Ollama Inference

Tips

Ollama is a simple and easy-to-use open-source local large language model running framework that supports one-click deployment and running of various open-source models on personal computers, featuring simple configuration and low resource consumption.

With the efforts of RWKV community member @MollySophia, Ollama now supports the RWKV-7 and RWKV-6 model.

This chapter introduces how to use the RWKV model for inference in Ollama.

Download and Installation of Ollama

You can download the Ollama installer from the Ollama official website.

After downloading, double-click the exe file to install. After installation, Ollama will automatically start, and you can see the Ollama icon in the system taskbar.

Running RWKV Models Provided by Ollama

Tips

Ollama's RWKV repository provides RWKV7-G1 (recommended) and RWKV7-World models.

Caution

The RWKV-6 World model is outdated and no longer recommended.

RWKV7-G1 Model (Recommended)

Run the ollama run mollysama/rwkv-7-g1:2.9b command in the terminal, and Ollama will automatically download and run the RWKV7-G1 2.9B model. You can then have a conversation with the RWKV model in the terminal.

ollama-run-rwkv-7-g1-2.9b

Tips

By default, Ollama's RWKV7-G1 model has thinking mode enabled, which can be flexibly toggled on and off with the /set nothink and /set think commands.

All available Ollama/RWKV7-G1 models:

mollysama/rwkv-7-g1:2.9b: Quantization: Q8_0
mollysama/rwkv-7-g1:2.9b-q6_k: Quantization: Q6_K
mollysama/rwkv-7-g1:2.9b-thinkdisabled: Thinking mode disabled, Quantization: Q8_0
mollysama/rwkv-7-g1:2.9b-thinkdisabled-q6_k: Thinking mode disabled, Quantization: Q6_K
mollysama/rwkv-7-g1:1.5b: Quantization: Q8_0
mollysama/rwkv-7-g1:1.5b-q6_k: Quantization: Q6_K
mollysama/rwkv-7-g1:1.5b-thinkdisabled: Thinking mode disabled, Quantization: Q8_0
mollysama/rwkv-7-g1:1.5b-thinkdisabled-q6_k: Thinking mode disabled, Quantization: Q6_K

If you have previously downloaded the mollysama/rwkv-7-g1:2.9b model, please run the ollama pull mollysama/rwkv-7-g1:2.9b command to pull the latest changes.

RWKV-7-World Model

The RWKV7-G1 model is a comprehensive upgrade to the RWKV-7-World model. It is recommended to use the RWKV7-G1 model.

Run the ollama run mollysama/rwkv-7-world:2.9b command in the terminal, and Ollama will automatically download and run the RWKV7-World 2.9B model.
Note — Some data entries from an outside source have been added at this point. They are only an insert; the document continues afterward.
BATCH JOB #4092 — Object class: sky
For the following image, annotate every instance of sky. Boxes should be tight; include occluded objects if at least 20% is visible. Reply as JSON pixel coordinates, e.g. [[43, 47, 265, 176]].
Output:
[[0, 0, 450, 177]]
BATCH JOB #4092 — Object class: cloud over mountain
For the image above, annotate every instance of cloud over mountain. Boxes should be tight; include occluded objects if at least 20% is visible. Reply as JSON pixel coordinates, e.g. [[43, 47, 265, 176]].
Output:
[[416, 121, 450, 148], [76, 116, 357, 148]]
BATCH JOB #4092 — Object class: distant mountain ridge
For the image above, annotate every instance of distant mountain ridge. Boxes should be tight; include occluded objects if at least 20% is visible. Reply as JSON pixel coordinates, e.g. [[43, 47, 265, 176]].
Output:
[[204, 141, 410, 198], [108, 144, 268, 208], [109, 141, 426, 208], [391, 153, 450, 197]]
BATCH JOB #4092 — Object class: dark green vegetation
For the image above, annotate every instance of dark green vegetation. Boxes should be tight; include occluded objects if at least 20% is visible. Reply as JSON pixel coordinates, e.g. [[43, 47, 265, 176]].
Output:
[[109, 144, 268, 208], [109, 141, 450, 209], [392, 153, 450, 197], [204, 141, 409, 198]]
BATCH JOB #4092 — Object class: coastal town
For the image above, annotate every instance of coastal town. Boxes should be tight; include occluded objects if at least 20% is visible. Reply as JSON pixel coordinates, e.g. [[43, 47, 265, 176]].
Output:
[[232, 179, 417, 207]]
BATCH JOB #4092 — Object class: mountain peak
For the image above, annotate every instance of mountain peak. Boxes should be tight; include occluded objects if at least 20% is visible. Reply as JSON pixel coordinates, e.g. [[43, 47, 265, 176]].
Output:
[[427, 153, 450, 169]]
You can have a conversation with the RWKV model in the terminal, as shown in the figure below:

ollama-run-rwkv-7-world-2.9b

All available Ollama/RWKV-7 World models:

mollysama/rwkv-7-world:1.5b: Quantization: Q4_K_M
mollysama/rwkv-7-world:2.9b: Quantization: Q4_K_M

Tips

If you have previously downloaded the mollysama/rwkv-7-world:2.9b model, please run the ollama pull mollysama/rwkv-7-world:2.9b command to pull the latest changes.

Running a Custom RWKV Model

To run a custom RWKV model, you need a model file in .gguf format and a Modelfile for configuring the chat template and decoding parameters. Then, use the ollama create command to create a custom Ollama model.

After creation is complete, you can use the ollama run command to run the custom model.

1. Download the RWKV gguf Model

You can download RWKV models in gguf format from the RWKV GGUF Collection.

Warning

RWKV gguf models have various quantized versions. It is recommended to use FP16 and Q8_0 quantization levels. Lower quantization levels (like Q5_K_M, Q4_K_M, etc.) may degrade the model's responses.

Tips

Fine-tuned an RWKV-7 model yourself and want to convert it from pth to gguf format? Check the llama.cpp docs - Convert pth model to gguf.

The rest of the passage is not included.